Erdoğan, anket şirketlerinin yayınladıkları seçim tahminlerine ilişkin de şu yorumlarda bulundu:

"Bu tür anketlerde manipülasyonlardan ciddi manada bıktık. Ama gerçekçi anketler, bunların manipülasyonlarını tamamıyla ayaklar altına alacak anketlerdir. Anketlerle millete psikolojik operasyon çekme çabaları her zaman olmuştur. Biz bunlardan bıktık. Ve bunlara da alışığız. Kamuoyu araştırma ve anket şirketlerine benim güvenimin kalmadığını daha önce de hatırlayın, açıklamıştım. Son seçimlerde sonuçları bırakın bileni, yakın tahminde bulunan şirket bile çıkmadı. İşte şahsımın cumhurbaşkanı seçildiği o seçimlerde bunu çok açık net gördük. Birçok anket şirketi, bu işin ticaretini yapar hale geldi. Çalıştıkları partinin beklentilerine göre de ortaya sonuçlar çıkardılar.
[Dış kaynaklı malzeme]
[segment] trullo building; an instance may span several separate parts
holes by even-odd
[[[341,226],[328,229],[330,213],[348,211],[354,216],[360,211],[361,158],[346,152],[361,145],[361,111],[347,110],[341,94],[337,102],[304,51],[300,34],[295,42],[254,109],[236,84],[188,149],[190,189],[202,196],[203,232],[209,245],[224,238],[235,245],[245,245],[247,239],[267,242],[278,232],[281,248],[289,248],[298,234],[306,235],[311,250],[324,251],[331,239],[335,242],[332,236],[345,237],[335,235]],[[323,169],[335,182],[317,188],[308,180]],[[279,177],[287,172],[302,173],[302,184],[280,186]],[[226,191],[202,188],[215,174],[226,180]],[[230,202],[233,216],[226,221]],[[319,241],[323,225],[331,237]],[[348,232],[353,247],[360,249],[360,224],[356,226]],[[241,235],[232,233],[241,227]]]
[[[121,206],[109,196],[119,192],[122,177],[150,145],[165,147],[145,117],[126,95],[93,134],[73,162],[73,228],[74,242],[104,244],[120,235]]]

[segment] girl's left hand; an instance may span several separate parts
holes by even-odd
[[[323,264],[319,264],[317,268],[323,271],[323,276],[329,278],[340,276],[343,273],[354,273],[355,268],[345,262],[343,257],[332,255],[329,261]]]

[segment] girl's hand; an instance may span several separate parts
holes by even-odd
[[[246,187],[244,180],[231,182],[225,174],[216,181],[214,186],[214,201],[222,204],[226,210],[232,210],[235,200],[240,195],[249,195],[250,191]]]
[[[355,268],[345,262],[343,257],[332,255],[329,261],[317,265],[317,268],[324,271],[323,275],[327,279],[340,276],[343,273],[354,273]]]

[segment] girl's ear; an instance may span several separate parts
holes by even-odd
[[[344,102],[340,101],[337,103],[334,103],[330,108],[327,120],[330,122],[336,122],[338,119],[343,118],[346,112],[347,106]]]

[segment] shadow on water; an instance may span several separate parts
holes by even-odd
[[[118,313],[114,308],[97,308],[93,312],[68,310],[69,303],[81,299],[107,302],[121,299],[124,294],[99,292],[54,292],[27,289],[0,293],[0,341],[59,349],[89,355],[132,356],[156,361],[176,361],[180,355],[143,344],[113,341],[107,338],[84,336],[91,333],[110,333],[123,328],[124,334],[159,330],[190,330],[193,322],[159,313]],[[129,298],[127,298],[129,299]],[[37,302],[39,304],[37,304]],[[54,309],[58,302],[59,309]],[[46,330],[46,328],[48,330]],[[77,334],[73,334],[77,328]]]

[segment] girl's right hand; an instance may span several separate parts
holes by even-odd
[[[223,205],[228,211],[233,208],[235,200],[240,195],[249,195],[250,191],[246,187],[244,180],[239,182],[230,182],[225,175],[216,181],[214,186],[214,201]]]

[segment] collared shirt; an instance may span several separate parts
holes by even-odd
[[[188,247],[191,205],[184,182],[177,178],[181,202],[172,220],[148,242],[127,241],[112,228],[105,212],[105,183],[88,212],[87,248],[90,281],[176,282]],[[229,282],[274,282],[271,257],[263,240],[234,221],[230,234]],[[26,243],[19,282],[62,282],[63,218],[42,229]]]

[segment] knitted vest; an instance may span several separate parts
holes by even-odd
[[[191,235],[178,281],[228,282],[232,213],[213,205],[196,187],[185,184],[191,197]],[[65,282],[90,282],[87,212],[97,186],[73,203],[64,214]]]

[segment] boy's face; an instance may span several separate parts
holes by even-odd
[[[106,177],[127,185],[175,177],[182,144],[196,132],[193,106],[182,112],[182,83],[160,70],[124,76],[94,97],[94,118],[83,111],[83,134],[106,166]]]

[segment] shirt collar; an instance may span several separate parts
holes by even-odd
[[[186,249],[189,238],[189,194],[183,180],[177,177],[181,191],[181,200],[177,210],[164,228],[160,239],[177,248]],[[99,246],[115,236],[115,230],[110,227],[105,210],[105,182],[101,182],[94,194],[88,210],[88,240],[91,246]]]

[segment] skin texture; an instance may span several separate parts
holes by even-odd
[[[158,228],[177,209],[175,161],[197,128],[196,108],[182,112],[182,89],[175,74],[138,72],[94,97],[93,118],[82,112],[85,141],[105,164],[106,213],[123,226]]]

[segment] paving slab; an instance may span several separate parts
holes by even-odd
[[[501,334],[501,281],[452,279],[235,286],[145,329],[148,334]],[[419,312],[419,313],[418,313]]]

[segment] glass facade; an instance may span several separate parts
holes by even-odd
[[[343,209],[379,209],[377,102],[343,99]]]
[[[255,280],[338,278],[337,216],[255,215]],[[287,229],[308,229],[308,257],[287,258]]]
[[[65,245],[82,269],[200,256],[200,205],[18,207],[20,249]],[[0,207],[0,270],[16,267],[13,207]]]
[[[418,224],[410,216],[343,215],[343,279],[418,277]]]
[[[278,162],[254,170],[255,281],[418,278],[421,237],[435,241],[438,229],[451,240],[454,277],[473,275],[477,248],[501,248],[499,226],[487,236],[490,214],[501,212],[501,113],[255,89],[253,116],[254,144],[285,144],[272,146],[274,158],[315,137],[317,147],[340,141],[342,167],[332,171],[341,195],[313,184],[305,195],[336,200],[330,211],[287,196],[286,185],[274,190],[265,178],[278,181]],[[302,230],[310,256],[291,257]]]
Yalan terörü, algı operasyonları ve kişi ve kurum suikastlarıyla AK Parti'ye ve hükümetimize saldıran kesimler şimdi de anketlerle algı operasyonlarına devam ediyorlar. Ve Cumhur İttifakı'nı ellerinden geldiğince küçük göstermenin gayreti içerisinde bulunuyorlar. Sahte ve hileli anketlerle vatandaşları yönlendirebileceğini zannedenler, bu yolla toplum mühendisliği yaparak millete istikamet çizmeye çalışıyorlar. Türkiye'de seçim konusu açılınca bilinçli olarak da bir kesim anketleri öne çıkarıyor ve buradan bir şeyler toparlamaya çalışıyorlar. Milletin gönlüne giremeyen, anlatacak icraatları olmayanlar, yalan yanlış hileli sahte anketlerle milleti yönlendirebileceklerini sanıyorlar. Acaba muhalefetin hangi eseri var da ‘Vatandaşıma, milletime biz şurada şunu yaptık, altyapı olarak şunu yaptık, üst yapı olarak şunu yaptık’ diyebilecekleri bir eser var mı? Benim milletim bunları görmüyor mu sanıyorsunuz? Hepsini görüyor. Ve bu şekilde de sandığa gidecektir."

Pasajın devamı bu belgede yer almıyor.